Capítulo 10

— Se fizer um movimento, corto seu pescoço — sussurrou Rolfe, a mão livre arrancando a adaga de Celaena da bainha e a atirando na vegetação. Em seguida, pegou a espada também.
— Por que não me mata de uma vez?
A gargalhada chiada de Rolfe fez cócegas na orelha da assassina.
— Porque quero levar um bom tempo me deliciando ao matar você.
Ela encarou a torre quase em ruínas, a poeira que ainda rodopiava da destruição da catapulta. Como Sam poderia ter sobrevivido àquilo?

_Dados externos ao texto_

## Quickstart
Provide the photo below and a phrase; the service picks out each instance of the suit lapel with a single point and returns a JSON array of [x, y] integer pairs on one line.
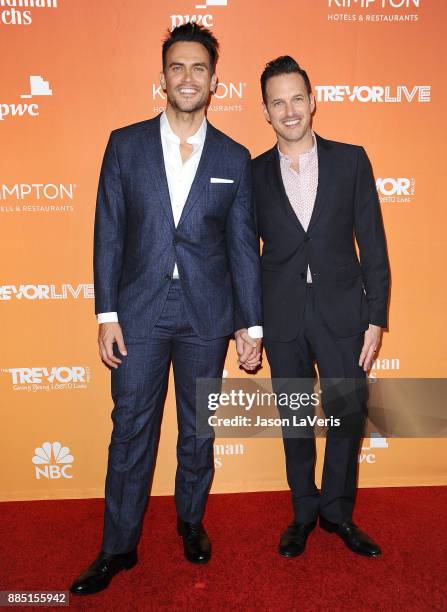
[[202, 177], [276, 182], [156, 165], [324, 183]]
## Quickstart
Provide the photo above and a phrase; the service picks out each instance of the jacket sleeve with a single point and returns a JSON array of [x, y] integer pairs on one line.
[[110, 224], [243, 254], [371, 240]]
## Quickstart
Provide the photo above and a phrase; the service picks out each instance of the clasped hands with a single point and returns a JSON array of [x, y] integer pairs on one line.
[[249, 350]]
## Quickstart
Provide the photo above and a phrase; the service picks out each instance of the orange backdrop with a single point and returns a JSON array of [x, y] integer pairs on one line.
[[73, 70]]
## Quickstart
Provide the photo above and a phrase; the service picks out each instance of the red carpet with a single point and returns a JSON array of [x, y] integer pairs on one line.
[[44, 545]]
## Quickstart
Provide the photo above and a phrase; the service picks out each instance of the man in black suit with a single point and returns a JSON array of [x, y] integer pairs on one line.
[[321, 304], [175, 259]]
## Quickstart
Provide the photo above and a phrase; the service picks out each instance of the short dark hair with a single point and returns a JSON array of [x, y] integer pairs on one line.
[[282, 65], [192, 32]]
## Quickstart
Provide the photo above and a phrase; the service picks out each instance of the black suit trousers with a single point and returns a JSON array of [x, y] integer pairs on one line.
[[337, 359]]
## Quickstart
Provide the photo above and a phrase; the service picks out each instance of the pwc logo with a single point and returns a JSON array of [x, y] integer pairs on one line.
[[367, 453], [52, 461], [205, 19], [38, 88]]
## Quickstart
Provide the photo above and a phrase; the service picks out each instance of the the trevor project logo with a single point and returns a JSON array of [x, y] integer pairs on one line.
[[56, 378], [38, 87], [374, 93], [52, 461], [396, 190], [34, 292]]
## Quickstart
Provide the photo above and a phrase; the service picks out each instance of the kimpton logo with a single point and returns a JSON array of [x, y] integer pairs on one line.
[[373, 93], [37, 197], [228, 90], [47, 292], [17, 12], [205, 19], [392, 4], [52, 461], [227, 96], [38, 87]]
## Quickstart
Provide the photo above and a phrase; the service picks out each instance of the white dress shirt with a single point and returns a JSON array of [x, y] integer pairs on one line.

— Sabe quanto sua tentativa de ser heroína me custou? — Rolfe pressionou a lâmina contra o pescoço dela, rasgando a pele com um rompante de dor. — Duzentos escravos, mais dois navios, mais os sete barcos que inutilizou no porto, mais incontáveis vidas.
Ela riu com deboche.
— Não se esqueça da cerveja da noite passada.
Rolfe moveu a lâmina, enterrando-a e fazendo com que Celaena se encolhesse, apesar de não querer.

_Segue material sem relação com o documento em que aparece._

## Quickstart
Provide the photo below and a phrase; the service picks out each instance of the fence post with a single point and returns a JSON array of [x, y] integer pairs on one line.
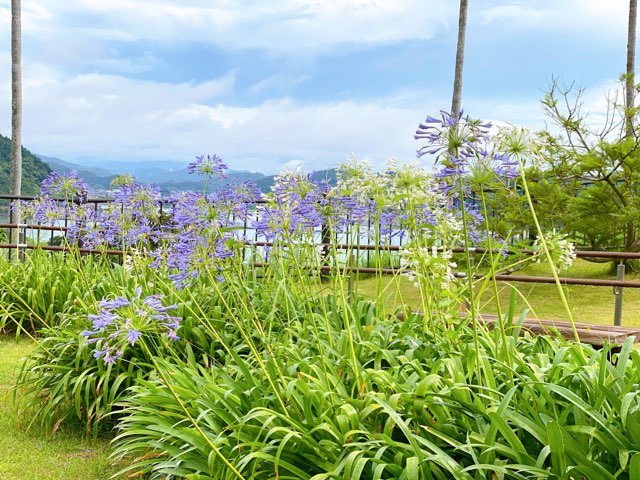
[[325, 239], [617, 291]]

— Vou descontar aquilo em sua pele, também, não se preocupe.
— Como me encontrou? — A jovem precisava de tempo. Precisava de algo com que trabalhar. Caso se movesse na direção errada, teria a garganta aberta.
— Eu sabia que seguiria Sam. Se estava tão determinada em libertar os escravos, então certamente não o deixaria morrer sozinho. Embora eu ache que você tenha chegado um pouco tarde para isso. Na floresta densa, os gritos de pássaros e animais selvagens retornaram devagar. Mas a torre de vigia permanecia silenciosa, interrompida apenas pelo rumorejar das pedras que desabavam.
— Vai voltar comigo — disse Rolfe. — E, quando eu terminar com você, chamarei seu mestre para buscar os pedaços.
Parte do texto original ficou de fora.